Das Auftreten von Kreuzresistenzen mit Cephalosporin P1 ist beschrieben (Godtfredsen 1962c). FS bleibt jedoch ein nützliches Antibiotikum, da normalerweise keine Kreuzresistenzen mit weiteren zur Behandlung von Staphylokokken-Infektionen eingesetzten Antibiotika bestehen (Norström 2007a).
 

Wirksamkeit

Staphylokokken sind, was die Wirksamkeit von FS betrifft, empfindlicher (gegenüber dem Natriumsalz der FS beinahe 100-fach sensitiver) als Streptokokken sowie weitere grampositive Bakterienspezies (Rosin 1998a; Godtfredsen 1962c).
 

Katze

Bei Katzen wurden die Augen mit Chlamydia psittaci infiziert und 7 Tage danach vier Gruppen gebildet, welche unterschiedlich behandelt wurden. Die besten Resultate zeigten die Tiere, welche mit p.o. 10 mg/kg/Tag Doxycyclin sowie zusätzlich einer 1%igen FS-Augensalbe 2-mal täglich behandelt wurden, gefolgt von der Gruppe, welche eine 1%ige Chlortetracyclin-Augensalbe 2-mal täglich erhielt. Die Tiere, welche entweder zähflüssige 1%ige FS-Augentropfen 2-mal täglich oder eine Tränen-Ersatzsalbe 2-mal täglich erhielten, zeigten die schlechtesten Ergebnisse; bei 4 der jeweils 6 Katzen dieser beiden Gruppen waren die Keime am Ende der Studie (35. Tag) immer noch vorhanden. Die systemische Therapie mit Doxycyclin war somit der topischen Behandlung mit FS überlegen (Sparkes 1999a).
 

Hund

Nach mukokutaner Verabreichung von 1%igen zähflüssigen FS-Augentropfen 2-mal täglich für 7 Tage nahm die kutane S. intermedius-Population nach dem 2. Behandlungstag deutlich ab, erreichte jedoch bereits nach 1 Woche wieder die gleichen Werte wie vor der Behandlung.
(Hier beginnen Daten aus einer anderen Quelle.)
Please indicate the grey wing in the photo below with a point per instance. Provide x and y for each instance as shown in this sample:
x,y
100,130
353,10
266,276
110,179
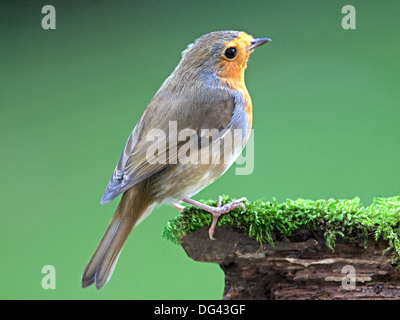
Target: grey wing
x,y
134,164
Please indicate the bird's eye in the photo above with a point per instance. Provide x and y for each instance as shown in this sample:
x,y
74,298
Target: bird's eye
x,y
230,53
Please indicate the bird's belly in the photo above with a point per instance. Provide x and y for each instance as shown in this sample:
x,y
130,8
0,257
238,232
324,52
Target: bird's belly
x,y
180,180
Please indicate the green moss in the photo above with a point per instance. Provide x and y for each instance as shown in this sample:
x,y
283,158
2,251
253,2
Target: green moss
x,y
335,217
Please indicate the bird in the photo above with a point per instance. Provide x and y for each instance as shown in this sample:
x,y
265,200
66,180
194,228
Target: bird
x,y
205,93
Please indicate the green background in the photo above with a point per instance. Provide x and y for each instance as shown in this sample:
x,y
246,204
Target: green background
x,y
326,120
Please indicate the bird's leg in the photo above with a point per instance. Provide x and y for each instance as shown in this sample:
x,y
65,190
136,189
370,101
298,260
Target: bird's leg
x,y
178,206
217,211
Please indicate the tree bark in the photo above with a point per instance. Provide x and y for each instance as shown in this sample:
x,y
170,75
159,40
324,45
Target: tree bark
x,y
301,267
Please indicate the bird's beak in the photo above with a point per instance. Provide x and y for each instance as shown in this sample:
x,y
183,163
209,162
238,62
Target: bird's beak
x,y
258,42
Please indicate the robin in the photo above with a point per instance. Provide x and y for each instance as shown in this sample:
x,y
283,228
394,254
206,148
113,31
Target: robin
x,y
205,91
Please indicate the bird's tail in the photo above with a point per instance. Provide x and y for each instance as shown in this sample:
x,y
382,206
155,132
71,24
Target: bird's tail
x,y
132,209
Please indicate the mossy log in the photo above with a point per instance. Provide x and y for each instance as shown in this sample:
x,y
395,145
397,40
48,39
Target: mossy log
x,y
299,249
298,267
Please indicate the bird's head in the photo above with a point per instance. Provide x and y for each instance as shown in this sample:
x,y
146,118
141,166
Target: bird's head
x,y
221,53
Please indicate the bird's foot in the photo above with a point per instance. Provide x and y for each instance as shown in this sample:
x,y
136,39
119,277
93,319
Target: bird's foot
x,y
178,206
217,211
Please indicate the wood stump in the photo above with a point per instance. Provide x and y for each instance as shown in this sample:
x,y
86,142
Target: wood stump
x,y
300,267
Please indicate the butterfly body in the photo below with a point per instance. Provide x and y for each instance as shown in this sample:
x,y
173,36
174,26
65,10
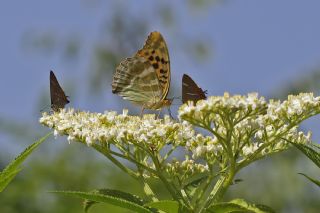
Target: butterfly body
x,y
191,91
58,97
144,79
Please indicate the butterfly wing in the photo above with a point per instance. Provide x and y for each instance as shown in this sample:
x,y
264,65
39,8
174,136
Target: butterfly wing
x,y
191,91
155,51
135,80
58,97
Das Vorkommen von S. intermedius auf Schleimhäuten war ebenfalls 2 Tage nach Behandlungsende deutlich reduziert, und zwar bis 3 Wochen nach dem Behandlungsende. Der Wirkstoff ist somit nützlich zur Therapie von rezidivierenden caninen Pyodermien (Saijonmaa-Koulumies 1998a).
 
Die topische Behandlung einer akuten feuchten Dermatitis mittels einer Lösung mit 0,5% FS und 0,1% Betamethason-17-Valerat wurde mit der parenteralen Gabe von Dexamethason in Kombination mit der oralen Verabreichung von Amoxycillin-Clavulanat verglichen; beide Behandlungsmethoden waren gleich erfolgreich (Cobb 2005a).
 

Postantibiotischer Effekt (PAE)

Der in-vitro PAE der Fusidinsäure wurde bei 6 Staphylococcus aureus- sowie 4 Streptococcus pyogenes-Stämmen untersucht. Der grösste erreichte PAE-Wert betrug über 3 Stunden. Mit Konzentrationen, welche hingegen bei der Therapie von Menschen erreicht werden können, lag der PAE-Wert unter 2 Stunden (Munckhof 1997a).
 

Immunsystem

Fusidinsäure ist ein Antibiotikum, welches T-Zell-spezifische immunsuppressive Wirkungen aufweist, und zwar ähnlich wie Cyclosporin; hierbei jedoch ohne das Potential, schwere Nebenwirkungen auszulösen. Das Antibiotikum wirkt auf die mononukleären Zellen über eine reversible Reduktion der (aus aktivierten Monozyten freigesetzten) Menge an Interleukin-1, sowie durch eine Hemmung der mittels Interleukin-1 hervorgerufenen T-Zell-Aktivierung (Langholz 1992a). Die Bildung der Cytokine Interleukin-2 und Interferon-γ durch aktivierte T-Lymphozyten wird ebenfalls gehemmt (Bendtzen 1990a).
 

Protonen-ATPase / oxidative Phosphorylierung

Fusidinsäure (FS) entkoppelt die Protonenpumpe von Zellorganellen des vakuolären Systems und hemmt die Aktivität der Protonen-ATPase. Die Entkopplung tritt im millimolaren Bereich auf und führt zu einer Aktivitätssteigerung der ATPase, in höheren Konzentrationen aber zu deren Hemmung. Die ATPase-Aktivität der mitochondrialen und chloroplastischen Enzyme ist weniger empfindlich bezüglich der Hemmung durch FS als die vakuolären Protonen-ATPasen (Moriyama 1988a).